One factor contributing to a reluctance to file in the case might have been the lack of a strong federal interest, according to former Justice Department lawyers who have read the brief but are not involved in the case.

Masterpiece Cakeshop involves a Colorado state court's interpretation and application of a state anti-discrimination law. One of the friend-of-the-court lawyers who is backing Phillips, Richard Garnett of Notre Dame Law School, said the Justice Department over time has been increasingly “weighing in on cases that are seen as important or of significant public interest, whether or not there is an actual federal interest in the question presented.”

The Justice Department, for instance, under former Attorney General Eric Holder Jr., last year jumped into the case Whole Woman's Health v. Hellerstedt to support a Texas abortion clinic's challenge to a state law restricting clinic operations. The department's position was not pro-government but an argument to limit government power.

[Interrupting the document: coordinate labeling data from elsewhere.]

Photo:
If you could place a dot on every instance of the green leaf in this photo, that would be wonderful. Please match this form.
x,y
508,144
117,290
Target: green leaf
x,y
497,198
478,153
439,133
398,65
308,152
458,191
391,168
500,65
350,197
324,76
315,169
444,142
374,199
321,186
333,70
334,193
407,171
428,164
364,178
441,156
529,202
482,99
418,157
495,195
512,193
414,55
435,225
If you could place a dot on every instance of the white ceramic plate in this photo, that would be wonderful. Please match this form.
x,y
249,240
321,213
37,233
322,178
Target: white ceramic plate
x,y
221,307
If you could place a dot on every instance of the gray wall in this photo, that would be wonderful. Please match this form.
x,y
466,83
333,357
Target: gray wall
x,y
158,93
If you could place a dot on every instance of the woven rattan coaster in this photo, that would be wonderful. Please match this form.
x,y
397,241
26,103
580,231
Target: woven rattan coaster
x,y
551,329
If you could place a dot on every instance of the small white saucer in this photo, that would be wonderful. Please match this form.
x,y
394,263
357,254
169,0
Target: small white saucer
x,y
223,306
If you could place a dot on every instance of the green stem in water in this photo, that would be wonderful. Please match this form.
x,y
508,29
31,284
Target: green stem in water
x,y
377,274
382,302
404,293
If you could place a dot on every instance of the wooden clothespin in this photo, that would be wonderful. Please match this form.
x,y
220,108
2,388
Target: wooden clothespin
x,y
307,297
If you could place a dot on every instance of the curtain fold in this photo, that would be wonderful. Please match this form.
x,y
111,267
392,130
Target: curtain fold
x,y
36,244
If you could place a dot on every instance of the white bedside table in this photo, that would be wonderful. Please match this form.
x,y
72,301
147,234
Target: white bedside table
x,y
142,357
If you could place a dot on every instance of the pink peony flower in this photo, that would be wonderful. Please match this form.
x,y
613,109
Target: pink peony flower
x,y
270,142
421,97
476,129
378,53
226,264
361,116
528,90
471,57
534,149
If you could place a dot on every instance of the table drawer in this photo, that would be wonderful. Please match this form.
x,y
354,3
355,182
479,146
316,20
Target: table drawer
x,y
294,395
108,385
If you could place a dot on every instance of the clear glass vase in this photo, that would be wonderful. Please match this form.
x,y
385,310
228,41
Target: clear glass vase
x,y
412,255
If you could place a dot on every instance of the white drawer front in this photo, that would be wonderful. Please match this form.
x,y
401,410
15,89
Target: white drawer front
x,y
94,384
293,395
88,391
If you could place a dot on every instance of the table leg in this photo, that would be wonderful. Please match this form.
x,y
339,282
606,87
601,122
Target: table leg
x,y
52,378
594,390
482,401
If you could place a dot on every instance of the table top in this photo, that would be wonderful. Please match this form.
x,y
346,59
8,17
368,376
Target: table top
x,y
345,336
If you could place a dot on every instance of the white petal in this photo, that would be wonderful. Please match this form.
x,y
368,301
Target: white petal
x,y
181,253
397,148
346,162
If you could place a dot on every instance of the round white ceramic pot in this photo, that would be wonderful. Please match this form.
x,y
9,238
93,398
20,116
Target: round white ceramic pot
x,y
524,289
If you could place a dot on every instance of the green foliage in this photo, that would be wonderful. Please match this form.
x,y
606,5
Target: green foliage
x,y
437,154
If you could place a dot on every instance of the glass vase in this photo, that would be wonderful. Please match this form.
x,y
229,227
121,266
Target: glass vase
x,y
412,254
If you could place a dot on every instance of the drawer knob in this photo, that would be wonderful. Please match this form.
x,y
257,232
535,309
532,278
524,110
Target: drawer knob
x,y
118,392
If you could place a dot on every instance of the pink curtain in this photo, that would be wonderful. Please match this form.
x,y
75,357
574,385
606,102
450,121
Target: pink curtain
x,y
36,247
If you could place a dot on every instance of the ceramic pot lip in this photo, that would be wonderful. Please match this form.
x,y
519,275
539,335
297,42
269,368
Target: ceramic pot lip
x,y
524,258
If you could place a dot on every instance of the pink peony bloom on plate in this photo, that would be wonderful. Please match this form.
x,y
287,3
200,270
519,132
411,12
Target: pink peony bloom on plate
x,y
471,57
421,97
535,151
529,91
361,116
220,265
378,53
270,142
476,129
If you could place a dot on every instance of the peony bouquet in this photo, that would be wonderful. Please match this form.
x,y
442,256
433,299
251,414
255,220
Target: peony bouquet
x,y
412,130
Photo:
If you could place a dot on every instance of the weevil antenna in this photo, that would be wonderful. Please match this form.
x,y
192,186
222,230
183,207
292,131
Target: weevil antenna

Another factor weighing against the Justice Department's participation in Masterpiece Cakeshop is the fact the baker is seeking a First Amendment exception to an anti-discrimination law. The Justice Department, charged with enforcing federal anti-discrimination laws, would not eagerly pursue exceptions to those laws, appellate lawyers said in interviews.

The Supreme Court did not invite the views of the Justice Department, as it generally does when there is an important federal interest or believes those views would be helpful to the resolution of a case. That the Justice Department still filed, despite no invitation, is not uncommon.

Those factors, some legal scholars said in interviews, could explain why the department's brief is narrow and not a full-throated defense of Phillips. The government's brief emphasized only the First Amendment claim. It did not pursue or defend Phillips' religion claims.

“Weddings are sacred rites in the religious realm and profoundly symbolic ceremonies in the secular one,” Wall and the team of DOJ lawyers wrote in the brief. “When Phillips designs and creates a custom wedding cake for a specific couple and a specific wedding, he plays an active role in enabling that ritual, and he associates himself with the celebratory message conveyed.”

Some former Justice Department lawyers said one reason the United States might want to file a brief, despite believing the government should not participate in a case, is from any concern the justices might rule more broadly than the government would like.

The Justice Department's brief in the Colorado case attempted to limit the reach of any ruling by identifying a number of examples—such as race—in which the First Amendment would not trump a state's anti-discrimination law. Still, court scholars said any Supreme Court adoption of the government's argument could “let the genie out of the bottle” and threaten a host of federal anti-discrimination laws.